Wehner cites recommendations from the American Pregnancy Association. Going back to Don Surber, he notes one particular circumstance why taking the stillborn child home to the family might not be done.
Charles Lane, editorial writer for the Washington Post, responded to the Santorum controversy by recalling his family’s loss of a son whose heart stopped two hours before birth.
“I regret that, unlike the Santorums, who presented the body of their child to their children, we did not show Jonathan’s body to our other son, who was six years old at the time,” Lane wrote.
“When I told him what had happened, his first question was, “Well, where is the baby?”
“I tried to explain what a morgue is, and why the baby went there. It was awkward and unsatisfactory — too abstract.
“In hindsight, I was not protecting my son from a difficult conversation, I was protecting myself.”
Perfectly understandable, but to go ahead and do it is most certainly not "weird".
So what’s the difference between then and now? Back to Wehner:
The second point is the casual cruelty of Robinson and those like him. Robinson seems completely comfortable lampooning a man and his wife who had experienced the worst possible nightmare for parents: the death of their child. It is one thing to say you would act differently if you were in the situation faced by Rick and Karen Santorum; it’s quite another to deride them as “crazy” and “very weird,” which is what commentators on the left are increasingly doing, and with particular delight and glee.
We are seeing how ideology and partisan politics can so disfigure people’s minds and hearts that they become vicious in their assaults on those with whom they have political disagreements. I would hope no one I know would, in a thousand years, ridicule parents who were grappling with unfathomable human pain. Even if those parents were liberal. Even if they were running for president and first lady.
The third point is it tells you something about the culture in which we live that in some quarters those who routinely champion abortion, even partial-birth abortion, are viewed as enlightened and morally sophisticated while those grieving the loss of their son, whom they took home for a night before burying, are mercilessly mocked.
Ladies and gentlemen, I give you the times.
Some of this may be attributable to "the times" in general, to be sure. But I would like to note the blatant hypocrisy of liberals who claim to care more than their conservative brethren. This from the ideology that, as Wehner so aptly puts it, "champion[s] abortion, even partial-birth abortion". That is a culture of death, one that does not value life or give it the proper reverence, especially for the least of these.

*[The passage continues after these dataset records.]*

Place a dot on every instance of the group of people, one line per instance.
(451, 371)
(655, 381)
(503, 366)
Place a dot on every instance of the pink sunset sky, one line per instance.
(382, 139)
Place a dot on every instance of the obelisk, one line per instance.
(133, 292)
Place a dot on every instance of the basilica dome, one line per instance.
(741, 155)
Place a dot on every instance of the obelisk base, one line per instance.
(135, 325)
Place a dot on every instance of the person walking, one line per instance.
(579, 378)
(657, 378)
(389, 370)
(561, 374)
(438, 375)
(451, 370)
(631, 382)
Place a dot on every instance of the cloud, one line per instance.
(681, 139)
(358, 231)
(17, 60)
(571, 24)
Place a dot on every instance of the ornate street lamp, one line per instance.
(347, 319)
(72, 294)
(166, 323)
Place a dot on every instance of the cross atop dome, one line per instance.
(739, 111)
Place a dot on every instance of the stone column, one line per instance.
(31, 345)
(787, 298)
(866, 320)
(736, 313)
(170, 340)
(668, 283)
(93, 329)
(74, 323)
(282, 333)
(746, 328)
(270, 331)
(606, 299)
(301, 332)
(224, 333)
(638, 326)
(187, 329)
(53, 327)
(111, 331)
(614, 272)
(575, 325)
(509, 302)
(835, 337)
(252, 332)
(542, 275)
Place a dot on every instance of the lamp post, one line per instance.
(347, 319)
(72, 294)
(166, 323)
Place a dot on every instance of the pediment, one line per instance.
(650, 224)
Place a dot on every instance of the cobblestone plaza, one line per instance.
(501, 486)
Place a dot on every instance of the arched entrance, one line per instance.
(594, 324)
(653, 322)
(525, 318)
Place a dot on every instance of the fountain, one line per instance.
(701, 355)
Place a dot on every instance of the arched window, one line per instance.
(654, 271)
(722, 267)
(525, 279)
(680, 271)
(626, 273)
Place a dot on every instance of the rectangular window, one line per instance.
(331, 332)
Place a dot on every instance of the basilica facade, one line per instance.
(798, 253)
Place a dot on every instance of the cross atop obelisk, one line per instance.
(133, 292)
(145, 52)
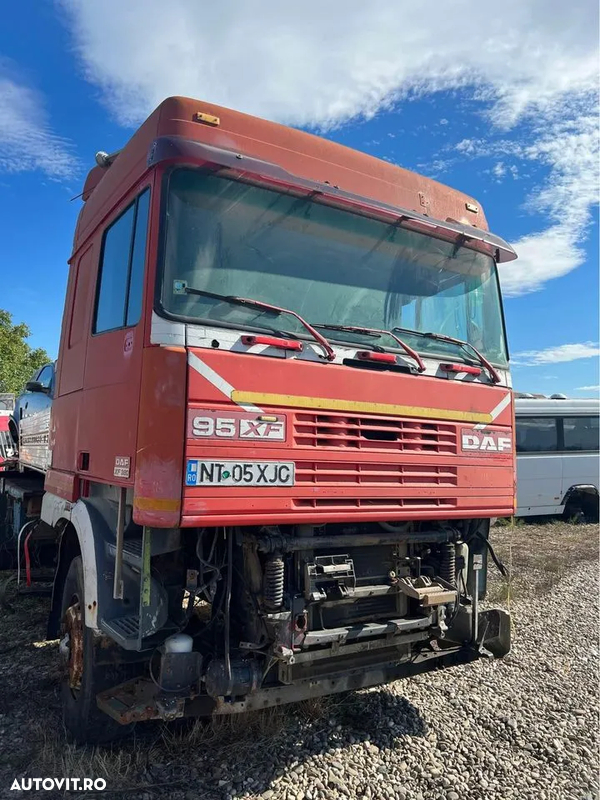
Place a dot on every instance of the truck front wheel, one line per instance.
(82, 677)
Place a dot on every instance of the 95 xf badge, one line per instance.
(239, 473)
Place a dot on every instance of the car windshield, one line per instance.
(331, 266)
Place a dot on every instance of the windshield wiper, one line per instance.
(441, 337)
(378, 333)
(245, 301)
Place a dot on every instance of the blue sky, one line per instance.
(504, 109)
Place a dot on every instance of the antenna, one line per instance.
(104, 159)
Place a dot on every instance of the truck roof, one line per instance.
(299, 153)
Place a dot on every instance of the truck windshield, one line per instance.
(331, 266)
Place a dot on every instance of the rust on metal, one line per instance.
(73, 621)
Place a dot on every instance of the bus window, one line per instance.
(581, 433)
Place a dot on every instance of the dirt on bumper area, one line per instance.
(522, 727)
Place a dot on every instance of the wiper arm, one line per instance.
(378, 333)
(351, 328)
(441, 337)
(245, 301)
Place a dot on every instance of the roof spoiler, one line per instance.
(177, 148)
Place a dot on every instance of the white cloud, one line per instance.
(499, 170)
(568, 148)
(320, 64)
(26, 140)
(554, 355)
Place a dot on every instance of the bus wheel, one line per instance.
(82, 678)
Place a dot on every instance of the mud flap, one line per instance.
(494, 627)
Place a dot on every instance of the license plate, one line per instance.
(239, 473)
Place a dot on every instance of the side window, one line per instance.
(581, 433)
(120, 279)
(536, 434)
(45, 376)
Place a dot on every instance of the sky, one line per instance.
(498, 100)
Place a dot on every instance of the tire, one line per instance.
(83, 678)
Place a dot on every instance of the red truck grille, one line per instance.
(340, 473)
(365, 432)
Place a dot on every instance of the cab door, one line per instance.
(108, 422)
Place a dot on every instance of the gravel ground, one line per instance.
(523, 727)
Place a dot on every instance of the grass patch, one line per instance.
(538, 556)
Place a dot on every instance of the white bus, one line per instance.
(557, 457)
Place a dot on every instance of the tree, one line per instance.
(18, 361)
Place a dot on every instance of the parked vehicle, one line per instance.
(37, 396)
(557, 457)
(281, 423)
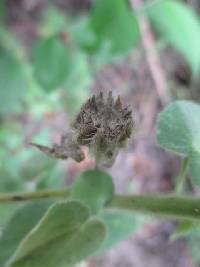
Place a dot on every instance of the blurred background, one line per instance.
(53, 56)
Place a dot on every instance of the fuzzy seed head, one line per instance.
(104, 126)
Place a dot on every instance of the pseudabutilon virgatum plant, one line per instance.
(103, 125)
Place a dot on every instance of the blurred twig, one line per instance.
(151, 54)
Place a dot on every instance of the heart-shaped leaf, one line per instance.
(65, 235)
(120, 226)
(95, 188)
(178, 129)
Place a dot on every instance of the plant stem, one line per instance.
(168, 206)
(16, 197)
(181, 177)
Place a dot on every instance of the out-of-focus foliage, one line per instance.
(178, 129)
(55, 73)
(67, 232)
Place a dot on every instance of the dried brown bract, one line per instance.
(102, 124)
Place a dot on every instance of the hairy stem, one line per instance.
(182, 175)
(15, 197)
(168, 206)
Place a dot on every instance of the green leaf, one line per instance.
(13, 82)
(94, 188)
(78, 82)
(120, 226)
(114, 28)
(19, 225)
(64, 236)
(178, 129)
(179, 25)
(184, 229)
(51, 62)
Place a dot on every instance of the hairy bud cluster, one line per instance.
(102, 124)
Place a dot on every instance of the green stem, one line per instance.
(181, 177)
(15, 197)
(168, 206)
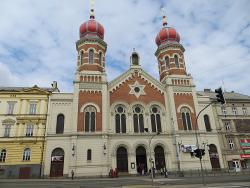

I always find the term "Christian Liberal" as something of an oxymoron. I understand why Christians might be drawn to some of the Left’s rhetoric and positions, but this sort of behavior belies much of what goes on beneath, and it’s not something I could bear to support. I can still love my fellow man, give to good charities, and care for the poor without having to support a political party where this sort of attitude is barely beneath the surface.